Singapore: Oil rose on Wednesday on data showing factories in China revved up output in November, while Europe’s debt problems and signs of rising US fuel inventories capped gains.
China’s official purchasing managers’ index (PMI) climbed to a seven-month high in November, but rising input prices also signalled a need to tighten monetary policy to curb inflation, a move that would cut energy demand from the world’s second-largest oil user.
US crude for January gained 35 cents to $84.46 a barrel by 11:42pm, after tumbling almost 2% on Wednesday. Prices still posted a third straight monthly gain, up by more than 3% in November, when they also touched a 25-month high of $88.63. ICE Brent rose 33 cents to $86.25.
US crude inventories fell by 1.1 million barrels in the week through 26 November, the American Petroleum Institute (API) reported on Tuesday, compared with expectations for a 900,000-barrel decline.
A drawdown of a bigger magnitude than that reported by the API “would bring oil inventories closer to their five-year average, which might provide the market with a positive impulse,” said Stefan Graber, a commodities analyst with Credit Suisse in Singapore.

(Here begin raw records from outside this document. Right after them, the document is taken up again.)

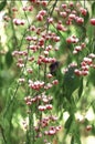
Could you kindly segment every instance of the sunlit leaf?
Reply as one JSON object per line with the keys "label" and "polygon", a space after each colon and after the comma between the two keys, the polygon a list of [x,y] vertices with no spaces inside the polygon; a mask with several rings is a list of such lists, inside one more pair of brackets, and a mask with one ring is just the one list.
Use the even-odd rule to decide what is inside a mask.
{"label": "sunlit leaf", "polygon": [[7,63],[7,66],[10,68],[11,64],[13,62],[13,58],[12,58],[12,54],[10,51],[8,51],[8,53],[6,54],[6,63]]}
{"label": "sunlit leaf", "polygon": [[7,0],[0,2],[0,11],[6,7],[6,4],[7,4]]}
{"label": "sunlit leaf", "polygon": [[95,14],[95,2],[93,2],[93,4],[92,4],[92,14],[93,16]]}
{"label": "sunlit leaf", "polygon": [[80,84],[80,88],[78,88],[78,99],[82,96],[82,93],[83,93],[83,78],[81,80],[81,84]]}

Inventories of distillates including heating oil and diesel unexpectedly rose by 224,000 barrels last week in top consumer the United States, according to the API.
Should the increase be confirmed in a government report from the Energy Information Administration (EIA) due on Wednesday at 1530 GMT, that would end a streak of nine consecutive weekly drops. The average forecasts from a Reuters poll of analysts is for a decline of 1.1 million barrels.
And gasoline stockpiles rose 1.1 million barrels last week according to the API, almost three times the projected 400,000-barrel gain.
US consumer confidence rose in November to its highest in five months and US Midwest business activity grew faster than expected, providing further evidence of economic recovery.
Still, a faster-than-expected fall in prices of US single-family homes in September underscored the hurdles remaining for the recovery.
The euro continued to struggle across the board on Wednesday, stuck near 11-week lows against the dollar as the market waited to see what European policymakers would do next to try to contain worries about euro zone debt.
A day earlier, the single currency suffered yet another setback as Standard & Poor’s threatened to cut the credit ratings of Portugal.
S&P’s warning came after Ireland on Sunday secured an euro 85 billion bailout package from the European Union and International Monetary Fund, seven months after Greece was thrown a lifeline to tackle its debt problems.